[Update] Choa says she’s leaving AOA for mental health reasons, FNCE says not finalized

After a lot of speculation about Choa leaving AOA based on her absences from group activities, much of it stemming from rumors of her dating, FNC Entertainment and Choa maintained that it was just a break and that she would be back eventually.

I was … skeptical even as people insisted it was normal, and as it turns out this time the concern was warranted as Choa announced on Instagram recently that she’s leaving AOA.

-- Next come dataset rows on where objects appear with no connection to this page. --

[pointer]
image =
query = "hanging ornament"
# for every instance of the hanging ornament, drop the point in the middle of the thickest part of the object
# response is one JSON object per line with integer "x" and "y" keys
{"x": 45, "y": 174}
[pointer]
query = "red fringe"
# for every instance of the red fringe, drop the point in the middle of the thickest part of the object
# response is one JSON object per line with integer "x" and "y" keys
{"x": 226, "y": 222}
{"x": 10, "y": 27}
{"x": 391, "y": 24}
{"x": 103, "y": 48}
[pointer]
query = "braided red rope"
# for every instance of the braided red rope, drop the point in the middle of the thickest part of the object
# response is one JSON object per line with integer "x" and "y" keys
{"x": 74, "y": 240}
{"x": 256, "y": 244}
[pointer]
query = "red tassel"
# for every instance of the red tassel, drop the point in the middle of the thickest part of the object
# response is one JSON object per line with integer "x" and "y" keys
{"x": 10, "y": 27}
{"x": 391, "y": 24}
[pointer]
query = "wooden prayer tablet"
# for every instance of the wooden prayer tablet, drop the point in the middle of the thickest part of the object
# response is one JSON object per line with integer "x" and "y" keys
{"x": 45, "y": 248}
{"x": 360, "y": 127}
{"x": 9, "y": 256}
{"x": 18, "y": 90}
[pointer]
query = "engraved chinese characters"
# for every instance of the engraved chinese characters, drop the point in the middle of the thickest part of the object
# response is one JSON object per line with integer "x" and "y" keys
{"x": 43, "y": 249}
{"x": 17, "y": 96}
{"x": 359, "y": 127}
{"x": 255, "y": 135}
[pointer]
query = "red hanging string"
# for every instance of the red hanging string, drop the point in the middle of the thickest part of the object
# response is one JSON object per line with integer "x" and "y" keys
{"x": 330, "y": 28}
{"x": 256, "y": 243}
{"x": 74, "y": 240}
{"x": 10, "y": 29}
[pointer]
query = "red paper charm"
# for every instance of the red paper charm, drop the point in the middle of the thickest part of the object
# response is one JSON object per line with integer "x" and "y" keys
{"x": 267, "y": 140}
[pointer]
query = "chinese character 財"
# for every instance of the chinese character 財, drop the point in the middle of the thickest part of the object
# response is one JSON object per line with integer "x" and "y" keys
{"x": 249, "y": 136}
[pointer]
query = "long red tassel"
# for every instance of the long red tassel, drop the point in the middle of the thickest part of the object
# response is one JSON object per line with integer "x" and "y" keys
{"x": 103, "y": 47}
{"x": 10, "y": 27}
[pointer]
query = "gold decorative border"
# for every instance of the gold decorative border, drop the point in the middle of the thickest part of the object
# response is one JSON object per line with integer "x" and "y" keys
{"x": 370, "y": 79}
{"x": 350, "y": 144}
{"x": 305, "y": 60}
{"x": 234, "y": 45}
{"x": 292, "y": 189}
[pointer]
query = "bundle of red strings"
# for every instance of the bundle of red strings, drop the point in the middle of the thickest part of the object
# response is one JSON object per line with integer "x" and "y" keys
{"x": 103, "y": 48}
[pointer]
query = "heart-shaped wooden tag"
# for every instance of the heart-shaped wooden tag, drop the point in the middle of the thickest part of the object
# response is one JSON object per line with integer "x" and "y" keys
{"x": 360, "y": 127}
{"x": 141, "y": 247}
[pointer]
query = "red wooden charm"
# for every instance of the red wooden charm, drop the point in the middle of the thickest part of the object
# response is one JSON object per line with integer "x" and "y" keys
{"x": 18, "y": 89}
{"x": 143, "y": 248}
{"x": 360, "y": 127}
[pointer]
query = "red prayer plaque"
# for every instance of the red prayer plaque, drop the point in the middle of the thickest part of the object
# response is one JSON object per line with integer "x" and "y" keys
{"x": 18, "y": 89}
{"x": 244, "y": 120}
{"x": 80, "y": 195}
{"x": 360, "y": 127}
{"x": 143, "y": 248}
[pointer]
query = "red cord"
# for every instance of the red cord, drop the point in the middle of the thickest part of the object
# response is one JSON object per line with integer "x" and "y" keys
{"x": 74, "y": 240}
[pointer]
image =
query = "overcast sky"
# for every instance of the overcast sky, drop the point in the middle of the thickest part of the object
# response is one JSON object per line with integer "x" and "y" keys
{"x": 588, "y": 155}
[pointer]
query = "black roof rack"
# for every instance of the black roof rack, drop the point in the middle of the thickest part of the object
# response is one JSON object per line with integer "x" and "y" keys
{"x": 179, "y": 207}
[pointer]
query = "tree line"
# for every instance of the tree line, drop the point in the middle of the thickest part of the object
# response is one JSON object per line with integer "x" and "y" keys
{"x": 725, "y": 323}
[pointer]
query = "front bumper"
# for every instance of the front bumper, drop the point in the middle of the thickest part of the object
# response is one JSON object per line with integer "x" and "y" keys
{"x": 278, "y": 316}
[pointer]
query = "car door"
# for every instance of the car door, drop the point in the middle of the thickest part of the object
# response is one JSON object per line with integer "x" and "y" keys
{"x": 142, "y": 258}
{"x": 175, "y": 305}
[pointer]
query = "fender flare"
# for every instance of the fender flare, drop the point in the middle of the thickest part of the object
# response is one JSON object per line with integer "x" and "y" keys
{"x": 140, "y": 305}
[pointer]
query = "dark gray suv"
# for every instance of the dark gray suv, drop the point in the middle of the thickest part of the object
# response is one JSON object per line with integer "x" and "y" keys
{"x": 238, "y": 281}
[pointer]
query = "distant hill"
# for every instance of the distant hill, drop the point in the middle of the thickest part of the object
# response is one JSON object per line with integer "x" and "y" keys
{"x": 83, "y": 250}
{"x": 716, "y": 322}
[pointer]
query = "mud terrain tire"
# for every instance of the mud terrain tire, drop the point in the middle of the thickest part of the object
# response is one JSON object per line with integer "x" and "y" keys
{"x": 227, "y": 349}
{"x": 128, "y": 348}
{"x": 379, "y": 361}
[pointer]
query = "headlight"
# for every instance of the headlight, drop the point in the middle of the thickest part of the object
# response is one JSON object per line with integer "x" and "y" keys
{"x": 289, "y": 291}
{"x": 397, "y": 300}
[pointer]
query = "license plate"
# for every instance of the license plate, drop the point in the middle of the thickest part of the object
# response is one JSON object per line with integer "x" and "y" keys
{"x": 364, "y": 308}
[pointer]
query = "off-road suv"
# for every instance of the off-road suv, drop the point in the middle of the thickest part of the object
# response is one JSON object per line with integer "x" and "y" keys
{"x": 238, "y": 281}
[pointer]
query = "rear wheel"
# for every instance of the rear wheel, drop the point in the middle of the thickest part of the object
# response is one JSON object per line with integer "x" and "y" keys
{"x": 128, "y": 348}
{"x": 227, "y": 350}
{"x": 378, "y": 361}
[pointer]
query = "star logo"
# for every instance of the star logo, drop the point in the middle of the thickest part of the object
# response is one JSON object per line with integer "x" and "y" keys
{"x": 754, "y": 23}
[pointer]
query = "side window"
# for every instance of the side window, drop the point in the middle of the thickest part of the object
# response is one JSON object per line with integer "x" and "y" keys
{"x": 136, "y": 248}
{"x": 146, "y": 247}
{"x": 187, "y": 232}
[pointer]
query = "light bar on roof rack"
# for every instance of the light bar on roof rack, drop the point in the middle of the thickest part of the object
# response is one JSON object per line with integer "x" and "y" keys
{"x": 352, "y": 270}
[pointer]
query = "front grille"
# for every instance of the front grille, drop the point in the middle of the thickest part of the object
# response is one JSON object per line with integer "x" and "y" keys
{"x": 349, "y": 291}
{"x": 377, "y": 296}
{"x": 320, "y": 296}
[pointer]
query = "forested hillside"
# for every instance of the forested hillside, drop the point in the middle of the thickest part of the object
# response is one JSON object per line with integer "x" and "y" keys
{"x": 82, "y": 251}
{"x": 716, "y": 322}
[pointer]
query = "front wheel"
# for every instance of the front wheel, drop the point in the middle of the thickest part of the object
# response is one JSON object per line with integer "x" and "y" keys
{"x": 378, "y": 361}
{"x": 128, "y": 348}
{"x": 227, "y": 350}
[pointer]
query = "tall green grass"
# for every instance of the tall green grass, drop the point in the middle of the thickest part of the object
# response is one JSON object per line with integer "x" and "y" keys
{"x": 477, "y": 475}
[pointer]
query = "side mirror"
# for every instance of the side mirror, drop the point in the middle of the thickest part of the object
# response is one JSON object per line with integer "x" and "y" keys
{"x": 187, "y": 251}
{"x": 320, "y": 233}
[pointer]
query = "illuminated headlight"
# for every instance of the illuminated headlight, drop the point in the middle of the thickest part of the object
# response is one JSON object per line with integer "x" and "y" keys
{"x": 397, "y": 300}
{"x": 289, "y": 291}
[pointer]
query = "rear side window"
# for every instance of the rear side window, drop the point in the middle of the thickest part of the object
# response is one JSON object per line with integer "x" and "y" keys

. 안녕하세요 초아입니다 저의 갑작스런 활동중단에 많은분들이 관심 가져주시고 걱정해주셔서 정말 감사했고 죄송했습니다 조금 늦었지만 제가 쉴수밖에 없었던 이유와 고민해서 내린 결정에 대해서 말씀드리고 싶어요. AOA라는 팀으로 데뷔하자마자 많은 사랑을받았던것이 아니기때문에 그만큼 사랑 받는다는것을 소중하게 느끼고 항상 감사하고 있었습니다. 팀에서 맏언니 였지만 아직 한참 어린 저는 활동을 해오면서 울고싶을때가 많았습니다. 하지만 저를 찾아주시는 이유는 밝은 저의 모습이라는것을 잘알고있었어요 마음은 울고있었지만 밝게만 보여야 하는 일이 반복되었고 스스로를 채찍질 할수록 점점 병들고있는 스스로를 발견 했었습니다. 불면증과 우울증을 치료하고자 약도 먹어보고 2년전부터 스케줄을 점점 줄여왔지만 피곤에서 오는 문제가 아니였기에 결국 모든활동을 중단하게 되었습니다 기다려주시는 분들을 떠올리며 복귀할수있도록 노력했지만 마냥 쉬고있는 상태로 부정적인 관심들이 지속되면 팀원들에게 더 많은 피해가 가게 될수 있다고 생각이들었습니다. 소속사와 협의 하에 저는 오늘 부로 aoa라는 팀에서 탈퇴하여 함께했던 멤버들의 활동을 응원하고자합니다. 연예인을 준비하고 활동했던 8년동안 많은것들을 배울수 있었다고 생각하고 힘들다고 생각하는 지금 이순간 조차 저를 성장시키는 과정이라고 생각이듭니다. 저는 올해 28살로 앞으로 혼란스러운 스스로를 차근차근 돌아보고 지난 8년간의 방송활동 이외에 남은 20대는 제 나이만큼의 넓은 경험들로 채워보고싶어요. 지금은 예정되어있던 개인활동 외에 활동은 생각하지 않고있는 상태로 언젠가 더이상 두렵지않고 지금보다 더 나아진 제 모습을 보여드릴 수 있을 때 그때에도 저를 응원해주시나면 분들이 계신다면 다시 돌아오고싶습니다. 많이 부족한사람인지라 그 와중에서도 끝까지 응원해주시고 걱정해주신많은 분들께 진심으로 애정어린 감사를 드립니다. 오랜시간 함께해온 멤버들 그리고 사랑받을수 있도록 부족한 점을 매꿔 주셨던 많은분들 , 그동안 저를 포함한 AOA를 사랑해주신 많은분들께 진심으로 감사드립니다.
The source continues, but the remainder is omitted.